Although BaseHealth is just now bringing its software to market, the company has been working on Genophen since 2011. It first discussed the product with BioInform last spring when it announced a partnership with NextBio — now owned by Illumina — that allowed it to make use of the NextBio Clinical platform for the genomic analysis component of its platform. Hossein Fakhrai-Rad, BaseHealth's co-founder, president, and CEO, told BioInform at the time that his company — then called Genophen like its product — hoped to take advantage of NextBio's curated database of genomic variants and associated diseases to supplement its own internally built repository.
BaseHealth expected to launch its software a few weeks after it announced the NextBio partnership but ultimately chose to push back the release to allow time for beta testing as well as to get a feel for the market and to evaluate potential business models, Fakhrai-Rad told BioInform in an interview last week.

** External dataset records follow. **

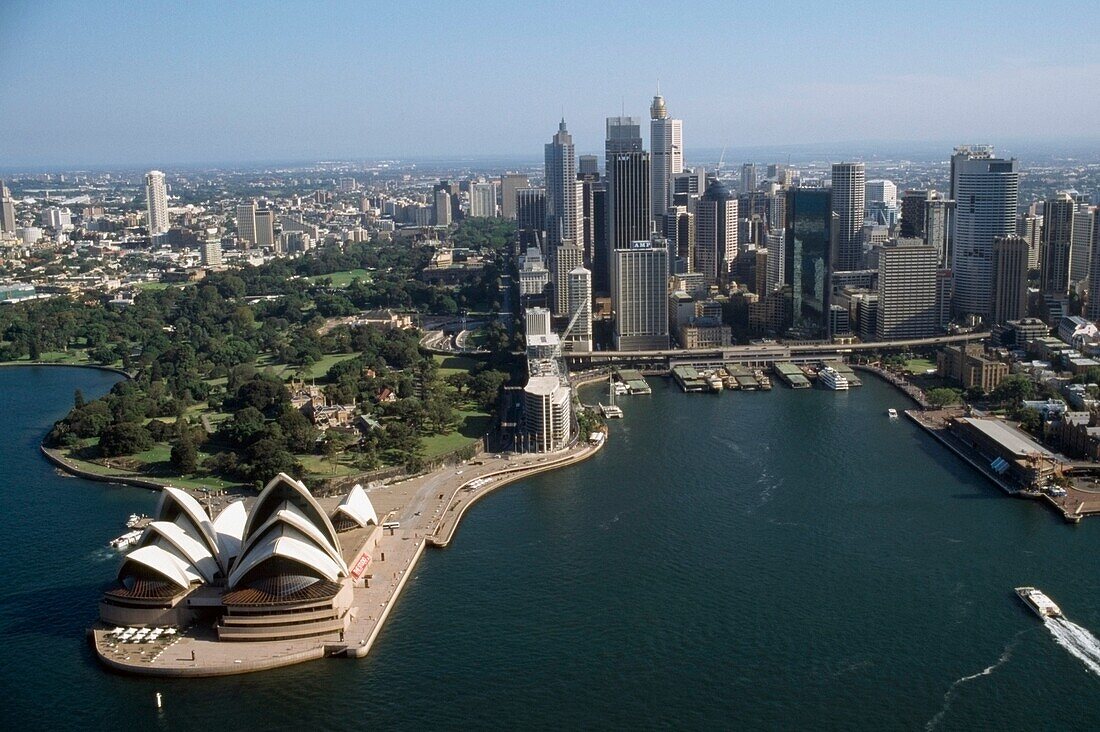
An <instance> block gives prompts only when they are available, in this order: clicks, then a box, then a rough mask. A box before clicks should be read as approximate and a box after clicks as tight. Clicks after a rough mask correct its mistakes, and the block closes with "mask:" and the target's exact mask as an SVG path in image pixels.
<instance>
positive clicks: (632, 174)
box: [604, 117, 663, 299]
mask: <svg viewBox="0 0 1100 732" xmlns="http://www.w3.org/2000/svg"><path fill="white" fill-rule="evenodd" d="M640 130H641V125H640V123H639V122H638V120H637V119H635V118H632V117H608V118H607V140H606V145H605V156H604V162H605V165H606V168H607V170H606V174H605V179H606V182H607V247H608V249H609V251H610V252H615V251H617V250H621V249H629V248H630V245H631V242H635V241H642V240H648V239H649V233H650V231H651V230H652V222H651V220H650V218H651V217H650V195H651V192H650V187H649V153H647V152H646V151H645V150H642V146H641V131H640ZM612 269H613V271H612V276H614V267H612ZM612 286H613V287H614V284H613V285H612ZM662 299H663V297H662Z"/></svg>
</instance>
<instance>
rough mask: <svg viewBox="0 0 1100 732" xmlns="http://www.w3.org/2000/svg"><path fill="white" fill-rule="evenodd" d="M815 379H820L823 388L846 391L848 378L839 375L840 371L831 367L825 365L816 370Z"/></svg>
mask: <svg viewBox="0 0 1100 732" xmlns="http://www.w3.org/2000/svg"><path fill="white" fill-rule="evenodd" d="M817 381H820V382H821V383H822V385H823V386H824V387H825V389H832V390H833V391H835V392H846V391H848V380H847V379H845V378H844V376H843V375H840V372H839V371H837V370H836V369H834V368H833V367H825V368H824V369H822V370H821V371H818V372H817Z"/></svg>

The company also chose to change its name from Genophen to BaseHealth, Fakhrai-Rad said, because, among other reasons, it felt the previous moniker was "too technical" and difficult to understand.
Within the last year, BaseHealth has successfully tested the software with 50 physicians who have enrolled more than 250 patients. Doctors' responses to the software have been mostly positive, according Prakash Menon, BaseHealth's chief technology officer, although they have requested some additions. That list includes expanding the scope of Genophen's coverage to include more diseases and more drugs, he told BioInform. A second request was to integrate Genophen with hospitals' electronic health record systems. Menon said that the company has already begun working on EHR integration and plans to release its first proof of concept in the next four months. It hopes to test that system with concierge medicine networks such as MDVIP, he said.
The platform is free for physicians. However, patients will be charged an annual subscription fee to access and use Genophen. That cost will vary — depending on the partnerships the company forms with physicians or care groups — but it will not be less than $200 or more than $500 a year per patient, Fakhrai-Rad said. That fee will likely cover the cost of genotyping, but customers who opt to have their full genomes sequenced will have to pay for that separately, he said. Meanwhile, customers who've already had their genomes sequenced or genotyped in other CLIA-certified labs can just use the existing data.
Silicon Valley, Calif.-based BaseHealth has raised $6.3 million in funding from a number of angel investors. Following this product launch, the company intends to raise its first round of venture capital, Fakhrai-Rad said. He told BioInform that BaseHealth has begun approaching potential investors and that it hopes to raise more than $10 million, although that figure could change.